Morton-- English and Scottish: habitational name from any of the many places called Mor(e)ton, named in Old English as ‘settlement (tun) by or on a marsh or moor (mor)’. Swedish: variant of Martin. French: contracted form of Moreton 2. Americanized form of one or more like-sounding Jewish surnames or of various other non-English names bearing some kind of similarity to it.
Marmaduke-- I found the meaning for this at behindthename.com (not the surname section.) Derived from the Old Irish name Mael Maedoc meaning "disciple of Saint Maedoc". Maedoc was the name of several early Irish saints.
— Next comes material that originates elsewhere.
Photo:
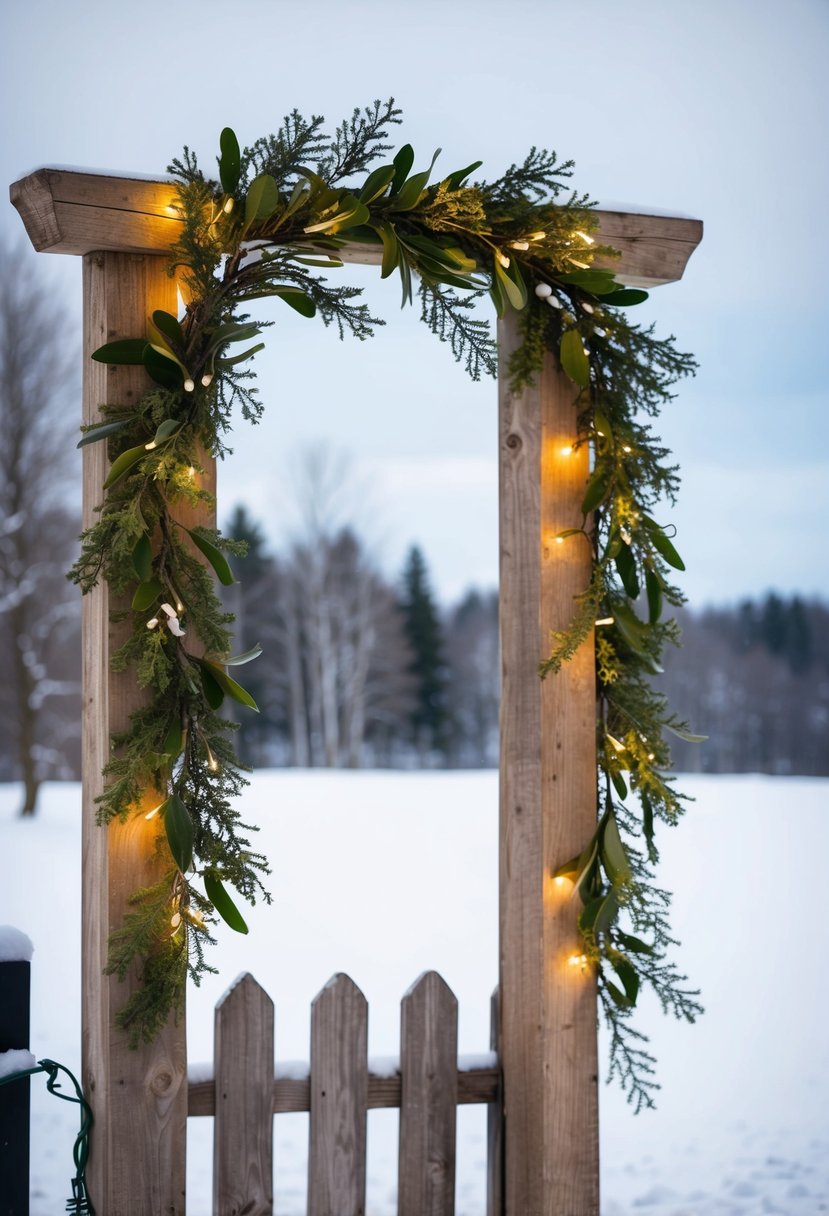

Also, according to my geneology sources, most of those with the surname, came to the U.S. from Ireland.
Melendy-- Of Scottish, Welsh, or English origin, but uncertain etymology. It is recorded in the 17th century in Scotland and subsequently in Boldre, Hampshire. Most probably it is a habitational name from Welsh melin ‘mill’ + dy, lenited form of ty ‘house’. Place names of Welsh origin are found not only in Wales and western England, but also in southern Scotland, where Welsh was spoken in earlier centuries.
Wells-- English: habitational name from any of several places named with the plural of Old English well(a) ‘spring’, ‘stream’, or a topopgraphical name from this word (in its plural form), for example Wells in Somerset or Wells-next-the-Sea in Norfolk. Translation of French Dupuis or any of its variants.
Mackling-- I couldn't find this particular name but possibly it's a variant of the surname, Macklin. Macklin is English in usage but unexplained in etymology. It occurs chiefly in Hampshire and Wiltshire. It is also established in Ireland, where it may be an Anglicized form of Gaelic Mac Giolla Eóin (see McLean).